We're nearing a point where we'll just need a prompt router in front of several specialised models (code, chat, math, sql, health, etc)... and we'll have a local Mixture of Experts kind of thing.
1. Send request to router running a generic model.
2. Prompt/question is deconstructed, classified, and proxied to expert(s) xyz.
3. Responses come back and are assembled by generic model.
Is any project working on something similar to this?
I also think this is the route we are heading, a few 1-7B or 14B param models that are very good at their tasks, stitched together with a model that's very good at delegating. Huggingface has Transformers Agents which "provides a natural language API on top of transformers: we define a set of curated tools and design an agent to interpret natural language and to use these tools"
Some of the tools it already has are:
Document question answering: given a document (such as a PDF) in image format, answer a question on this document (Donut)
Text question answering: given a long text and a question, answer the question in the text (Flan-T5)
Unconditional image captioning: Caption the image! (BLIP)
Image question answering: given an image, answer a question on this image (VILT)
Image segmentation: given an image and a prompt, output the segmentation mask of that prompt (CLIPSeg)
Speech to text: given an audio recording of a person talking, transcribe the speech into text (Whisper)
Text to speech: convert text to speech (SpeechT5)
Zero-shot text classification: given a text and a list of labels, identify to which label the text corresponds the most (BART)
Text summarization: summarize a long text in one or a few sentences (BART)
Translation: translate the text into a given language (NLLB)
Text downloader: to download a text from a web URL
Text to image: generate an image according to a prompt, leveraging stable diffusion
Image transformation: modify an image given an initial image and a prompt, leveraging instruct pix2pix stable diffusion
Text to video: generate a small video according to a prompt, leveraging damo-vilab
It's written in a way that allows the addition of custom tools so you can add use cases or swap models in and out.
I like the analogy to a router and local Mixture of Experts; that's basically how I see things going, as well. (Also, agreed that Huggingface has really gone far in making it possible to build such systems across many models.)
There's also another related sense for which we want routing across models for efficiency reasons in the local setting, even for tasks for the same input modalities:
First, attempt prediction on small(er) models, and if the constrained output is not sufficiently high probability (with highest calibration reliability), route to progressively larger models.

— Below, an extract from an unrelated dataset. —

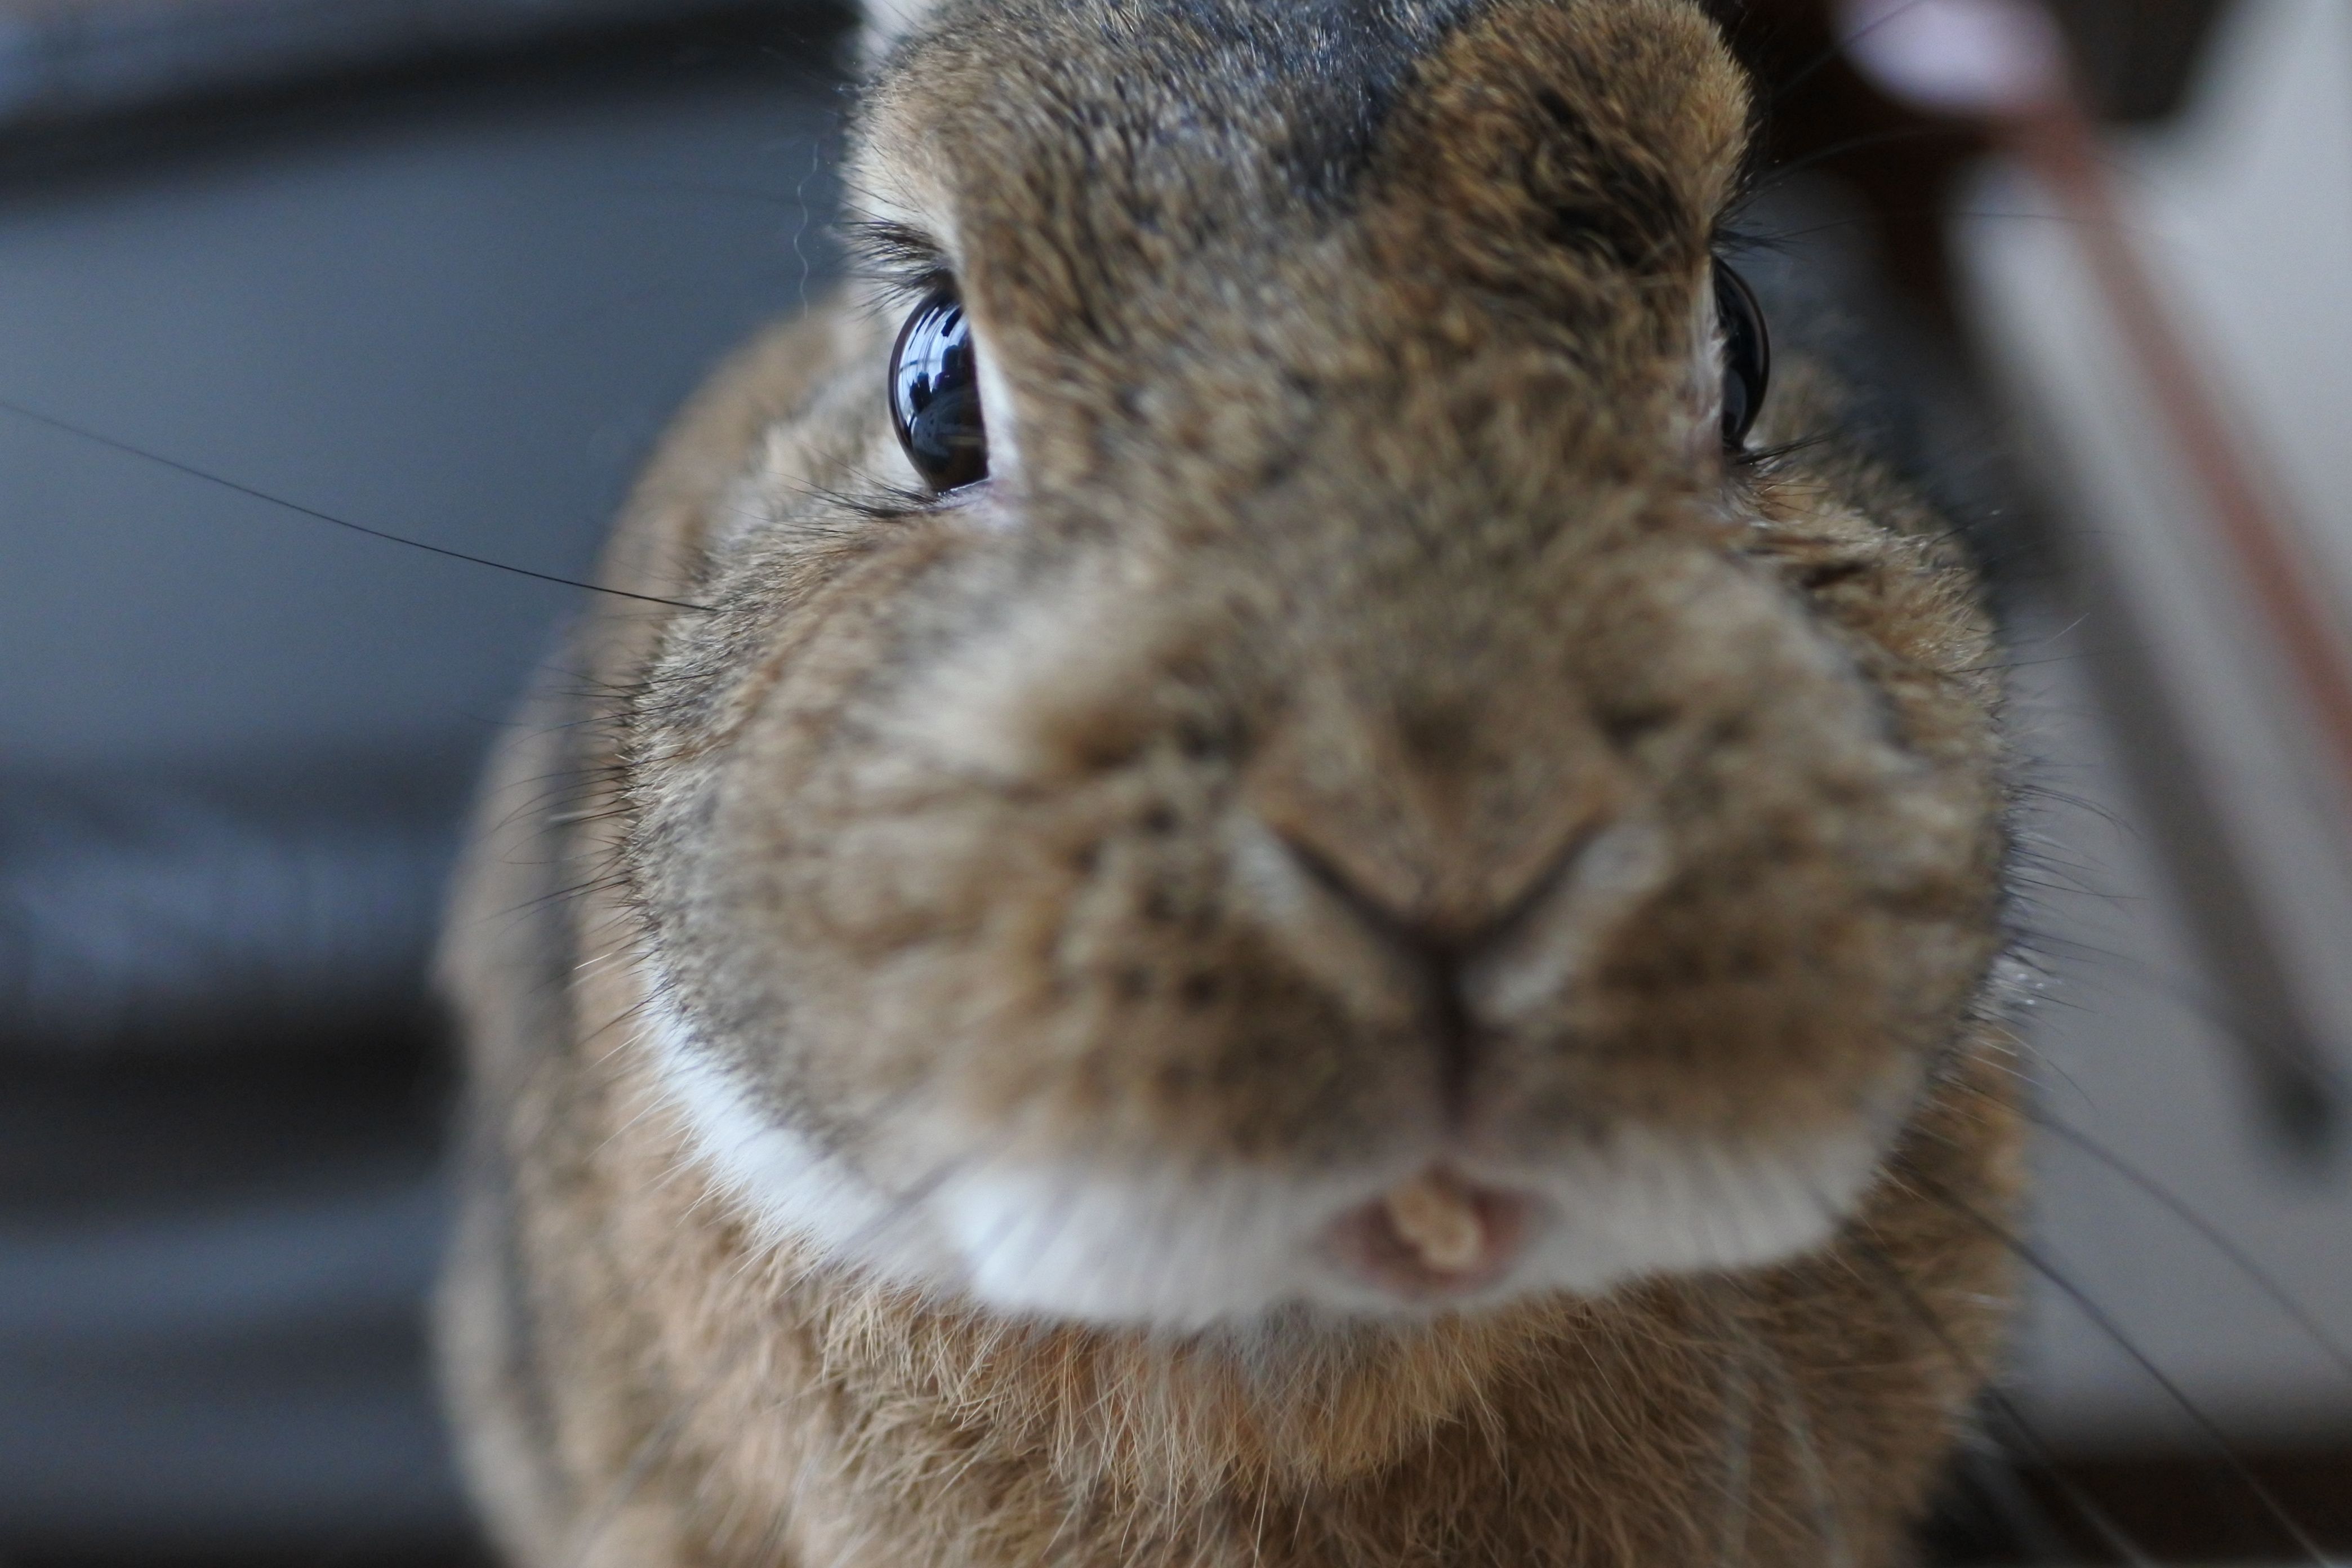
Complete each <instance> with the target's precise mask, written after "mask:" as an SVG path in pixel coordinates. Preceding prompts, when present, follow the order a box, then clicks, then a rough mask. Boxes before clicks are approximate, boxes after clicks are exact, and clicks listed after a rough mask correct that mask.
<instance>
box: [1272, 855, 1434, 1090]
mask: <svg viewBox="0 0 2352 1568" xmlns="http://www.w3.org/2000/svg"><path fill="white" fill-rule="evenodd" d="M1275 837H1277V839H1279V844H1282V846H1284V849H1287V851H1289V856H1291V860H1294V863H1296V865H1298V867H1301V870H1303V872H1305V877H1308V882H1312V884H1315V886H1319V889H1322V891H1324V893H1329V896H1331V900H1336V903H1341V905H1343V907H1345V910H1348V912H1350V914H1352V917H1355V919H1357V924H1362V926H1364V929H1367V931H1369V933H1371V936H1376V938H1378V940H1381V945H1383V947H1388V950H1390V952H1392V954H1397V957H1399V959H1404V961H1406V964H1409V966H1411V969H1414V973H1416V976H1418V985H1421V997H1423V1001H1421V1011H1423V1030H1428V1034H1430V1044H1432V1048H1435V1053H1437V1093H1439V1100H1442V1103H1444V1110H1446V1119H1449V1121H1454V1119H1461V1112H1463V1110H1465V1105H1468V1098H1470V1077H1472V1070H1475V1067H1477V1025H1475V1023H1472V1018H1470V1009H1468V1004H1465V999H1463V978H1461V964H1463V945H1461V943H1456V940H1449V938H1446V936H1442V933H1439V931H1432V929H1430V926H1428V924H1423V922H1418V919H1414V917H1411V914H1406V912H1402V910H1397V907H1395V905H1392V903H1390V900H1383V898H1378V896H1374V893H1369V891H1364V886H1362V884H1359V882H1357V879H1355V877H1350V875H1348V872H1343V870H1341V867H1338V865H1336V863H1334V860H1331V858H1329V856H1324V853H1322V851H1317V849H1315V846H1312V844H1305V842H1301V839H1298V837H1296V835H1289V832H1277V835H1275Z"/></svg>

If the process is exhausted, kick it to a human for further adjudication/checking.
the first layer could be a mix of nlp and zero-shot classification to clarify the nature of the request.
Then using LLM deconstruct the request into several specific parts that would be sent to specialized LLMs.
Then stitch it back together at the end again with LLM as the summarization machine.
Problem is running so many LLMs in parallel means you need quite a bunch of resources.
Yeah, it shouldn't be too difficult to build this with python. I wonder why none of the popular routers like https://github.com/BerriAI/litellm have this feature.
> Problem is running so many LLMs in parallel means you need quite a bunch of resources.
Top of line MacBooks or Minis should be able to run several 7B or even 13B models without major issues. Models are also getting smaller and better. That's why we're close =)
Yeah that would save disk space! In terms of inference, you'd still need to hold multiple models in memory though, and I don't think we're that close to that (yet) on personal devices. You could imagine a system that dynamically unloads and reloads the models as you need them in this process, but that unloading and reloading would be pretty slow probably.
It was rumored a few months ago that this is how GPT-4 works. A controller model routing data to expert models. Perhaps also by running all the experts and comparing probabilities. So far as I know thats just speculation based on a few details leaked on Xitter though.